Furthermore, claimant admits that he observed other bare spots prior to encountering the three foot by three foot exposed area which actually caused him to fall (see Synter v State of New York, 223 AD2d 140). As to the fact that some bare spots were marked while others apparently were not the Appellate Division, Third Department rejected the notion that such circumstances justify denial of a summary judgment motion stating in Hyland v State of New York, 300 AD2d 794 at page 795:
Relying on the related principle that a hazard which has been unreasonably concealed is not within the range of risks assumed in a recreational sporting activity (see e.g. Roberts v Ski Roundtop, 212 AD2d 768), claimants argue that the subject bare spot was in fact concealed. They base this contention on the fact that a different bare spot on the opposite side of the trail was highlighted with an orange marker. We are unpersuaded. Marking a particular bare spot on a ski trail does not 'conceal' all others and does not reasonably create the impression that the entire trail is otherwise free of such conditions. . . .

Given claimant's six years of experience as a snowboarder, the fact that he was skiing an intermediate trail (Exhibit 2, Deposition of Mark Anderson) and identified himself as an advanced skier to Nurse Eager (Exhibit G, Exhibit I) the Court finds that the claimant had the requisite skill and experience to perceive and understand the dangers that bare spots might exist in late March and could cause injury if encountered. Even were that issue open to question, which in the Court's view it is not, the existence of bare spots was obvious to the claimant who observed other bare spots prior to his accident. Under these circumstances the claimant has assumed the risk of injury and the defendant's motion for summary judgment is, therefore, granted.

The claim is accordingly dismissed.


May 9, 2006
Saratoga Springs, New York

HON. FRANCIS T. COLLINS
Judge of the Court of Claims


The Court considered the following papers:
1. Notice of motion dated January 31, 2006;
  1. Affirmation of Paul F. Cagino dated January 31, 2006 with exhibits;
  2. Affidavit of Robert Abdella sworn to February 22, 2006 with exhibits;
  3. Affirmation of Paul F. Cagino dated February 28, 2006;
  4. Affidavit of Robert Abdella sworn to March 1, 2006.
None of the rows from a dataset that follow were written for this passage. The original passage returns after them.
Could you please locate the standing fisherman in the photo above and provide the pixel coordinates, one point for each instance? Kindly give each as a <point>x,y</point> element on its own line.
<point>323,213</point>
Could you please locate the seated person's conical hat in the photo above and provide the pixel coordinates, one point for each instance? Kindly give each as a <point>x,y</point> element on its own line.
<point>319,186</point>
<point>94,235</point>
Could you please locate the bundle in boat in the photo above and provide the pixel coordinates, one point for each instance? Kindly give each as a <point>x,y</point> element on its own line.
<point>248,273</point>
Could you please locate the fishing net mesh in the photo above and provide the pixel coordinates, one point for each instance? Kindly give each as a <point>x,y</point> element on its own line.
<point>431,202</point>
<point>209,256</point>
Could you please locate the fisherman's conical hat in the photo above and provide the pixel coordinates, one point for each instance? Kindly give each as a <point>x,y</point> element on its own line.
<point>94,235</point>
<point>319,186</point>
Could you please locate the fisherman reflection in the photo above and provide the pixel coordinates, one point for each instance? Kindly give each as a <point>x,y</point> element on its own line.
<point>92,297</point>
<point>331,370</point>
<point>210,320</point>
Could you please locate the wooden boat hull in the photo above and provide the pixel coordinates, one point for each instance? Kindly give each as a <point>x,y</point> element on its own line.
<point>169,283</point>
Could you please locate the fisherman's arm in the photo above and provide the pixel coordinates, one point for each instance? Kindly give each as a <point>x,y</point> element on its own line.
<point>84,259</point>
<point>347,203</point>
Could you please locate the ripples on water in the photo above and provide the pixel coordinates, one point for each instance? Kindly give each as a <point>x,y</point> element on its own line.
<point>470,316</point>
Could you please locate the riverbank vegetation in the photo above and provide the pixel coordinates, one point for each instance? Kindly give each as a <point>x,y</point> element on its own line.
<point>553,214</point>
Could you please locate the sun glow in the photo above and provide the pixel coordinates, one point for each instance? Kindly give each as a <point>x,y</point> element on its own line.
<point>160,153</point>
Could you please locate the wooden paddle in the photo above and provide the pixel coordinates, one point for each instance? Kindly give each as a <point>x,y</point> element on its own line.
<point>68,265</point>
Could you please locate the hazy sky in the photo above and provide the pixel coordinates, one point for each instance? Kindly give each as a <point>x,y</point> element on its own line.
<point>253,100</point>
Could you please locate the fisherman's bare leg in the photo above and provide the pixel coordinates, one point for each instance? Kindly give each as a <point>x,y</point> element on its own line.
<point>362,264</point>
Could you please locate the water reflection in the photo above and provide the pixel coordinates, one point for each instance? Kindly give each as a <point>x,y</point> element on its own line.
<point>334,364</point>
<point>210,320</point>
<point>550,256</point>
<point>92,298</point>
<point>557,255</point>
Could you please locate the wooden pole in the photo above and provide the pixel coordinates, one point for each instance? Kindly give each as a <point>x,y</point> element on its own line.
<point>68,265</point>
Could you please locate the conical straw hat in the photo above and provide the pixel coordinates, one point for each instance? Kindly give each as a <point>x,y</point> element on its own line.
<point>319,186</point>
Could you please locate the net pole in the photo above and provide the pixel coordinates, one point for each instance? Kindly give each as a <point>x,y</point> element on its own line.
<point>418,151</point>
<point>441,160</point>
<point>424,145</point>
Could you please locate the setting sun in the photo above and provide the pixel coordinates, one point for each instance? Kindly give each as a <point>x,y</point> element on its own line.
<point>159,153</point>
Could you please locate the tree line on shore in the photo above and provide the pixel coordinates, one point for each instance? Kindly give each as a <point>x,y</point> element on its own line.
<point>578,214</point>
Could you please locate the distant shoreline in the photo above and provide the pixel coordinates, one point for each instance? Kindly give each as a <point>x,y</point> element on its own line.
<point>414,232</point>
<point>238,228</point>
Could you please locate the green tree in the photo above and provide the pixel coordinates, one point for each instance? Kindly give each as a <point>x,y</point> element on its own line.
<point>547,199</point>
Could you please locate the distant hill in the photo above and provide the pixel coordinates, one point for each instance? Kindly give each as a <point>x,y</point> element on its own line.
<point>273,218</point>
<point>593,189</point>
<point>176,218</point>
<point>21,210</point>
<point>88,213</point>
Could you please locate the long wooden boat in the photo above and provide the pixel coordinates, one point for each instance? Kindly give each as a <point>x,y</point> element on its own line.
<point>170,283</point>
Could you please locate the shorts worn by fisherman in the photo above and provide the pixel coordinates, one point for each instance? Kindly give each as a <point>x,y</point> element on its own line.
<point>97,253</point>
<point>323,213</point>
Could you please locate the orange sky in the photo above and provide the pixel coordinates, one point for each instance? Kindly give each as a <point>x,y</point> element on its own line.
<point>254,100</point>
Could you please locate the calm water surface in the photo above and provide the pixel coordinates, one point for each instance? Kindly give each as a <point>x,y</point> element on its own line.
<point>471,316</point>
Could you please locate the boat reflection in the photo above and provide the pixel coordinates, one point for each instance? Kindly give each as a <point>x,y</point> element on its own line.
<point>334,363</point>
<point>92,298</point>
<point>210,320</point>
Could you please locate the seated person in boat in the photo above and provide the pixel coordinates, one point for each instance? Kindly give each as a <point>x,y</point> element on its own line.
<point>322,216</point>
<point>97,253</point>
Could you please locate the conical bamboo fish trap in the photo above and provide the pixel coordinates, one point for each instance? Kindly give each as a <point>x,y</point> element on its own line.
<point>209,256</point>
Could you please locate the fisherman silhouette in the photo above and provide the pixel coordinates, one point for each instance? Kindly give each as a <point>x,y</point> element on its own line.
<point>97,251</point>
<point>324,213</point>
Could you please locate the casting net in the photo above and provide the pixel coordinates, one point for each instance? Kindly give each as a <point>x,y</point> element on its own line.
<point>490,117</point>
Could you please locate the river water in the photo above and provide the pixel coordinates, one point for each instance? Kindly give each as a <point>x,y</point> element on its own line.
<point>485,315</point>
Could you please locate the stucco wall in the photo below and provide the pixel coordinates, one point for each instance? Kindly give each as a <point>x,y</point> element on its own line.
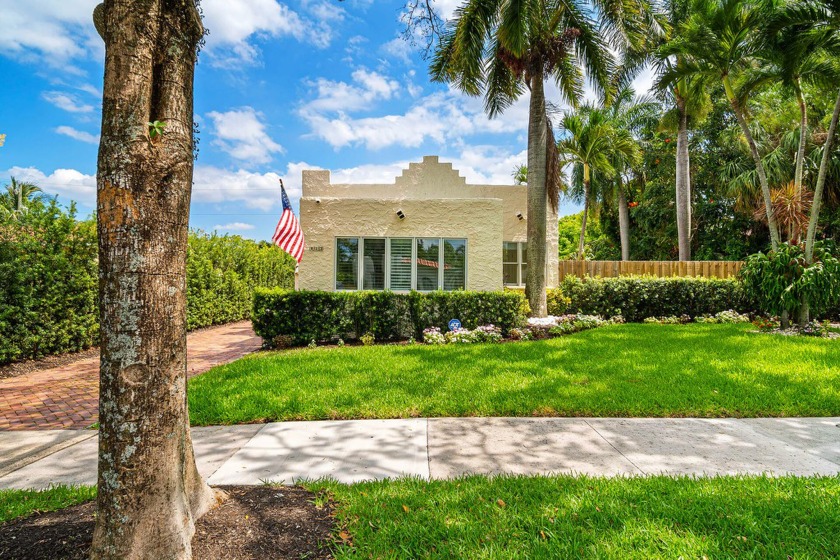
<point>436,201</point>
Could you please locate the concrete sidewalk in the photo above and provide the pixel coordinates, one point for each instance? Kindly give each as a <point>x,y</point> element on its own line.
<point>355,450</point>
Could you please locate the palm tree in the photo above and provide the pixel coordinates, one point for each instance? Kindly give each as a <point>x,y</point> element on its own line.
<point>17,196</point>
<point>499,49</point>
<point>591,145</point>
<point>686,96</point>
<point>718,40</point>
<point>628,115</point>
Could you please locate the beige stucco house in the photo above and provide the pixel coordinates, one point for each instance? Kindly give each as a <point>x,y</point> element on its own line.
<point>428,230</point>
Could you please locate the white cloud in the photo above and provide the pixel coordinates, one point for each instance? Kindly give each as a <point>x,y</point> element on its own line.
<point>79,135</point>
<point>68,183</point>
<point>397,48</point>
<point>51,32</point>
<point>235,26</point>
<point>241,134</point>
<point>234,226</point>
<point>67,102</point>
<point>439,117</point>
<point>254,190</point>
<point>368,87</point>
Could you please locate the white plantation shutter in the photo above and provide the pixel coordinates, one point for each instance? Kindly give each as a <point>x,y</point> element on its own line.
<point>374,264</point>
<point>401,264</point>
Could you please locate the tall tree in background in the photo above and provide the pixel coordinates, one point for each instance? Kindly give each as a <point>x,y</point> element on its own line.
<point>17,196</point>
<point>628,114</point>
<point>685,95</point>
<point>719,40</point>
<point>498,49</point>
<point>149,490</point>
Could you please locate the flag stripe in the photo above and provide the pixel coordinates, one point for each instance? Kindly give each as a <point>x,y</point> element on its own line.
<point>288,234</point>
[1].When questioned concerning his snowboarding experience at his EBT held on October 15, 2004 the claimant replied "this would have been my seventh year".
[2].The claim does not specify the trail and claimant does not recall the name of the trail on which he sustained his injury but an accident report completed by Nurse Ellen Eager, RN on the day of the accident listed the recovery site as "Wild Air T 12 (woods)".
[3].All future references to claimant's EBT transcript will be by page number only, designated as "p ".
[4].On the errata sheet attached to the transcript claimant sought to change his testimony to reflect merely "I'm good." The Court has decided to disregard the proposed correction since an errata sheet is designed to correct errors in transcription and not to change testimony for tactical advantage (Connors, Practice Commentaries [McKinney's Cons Laws of NY, Book 7B, CPLR C3116:2]).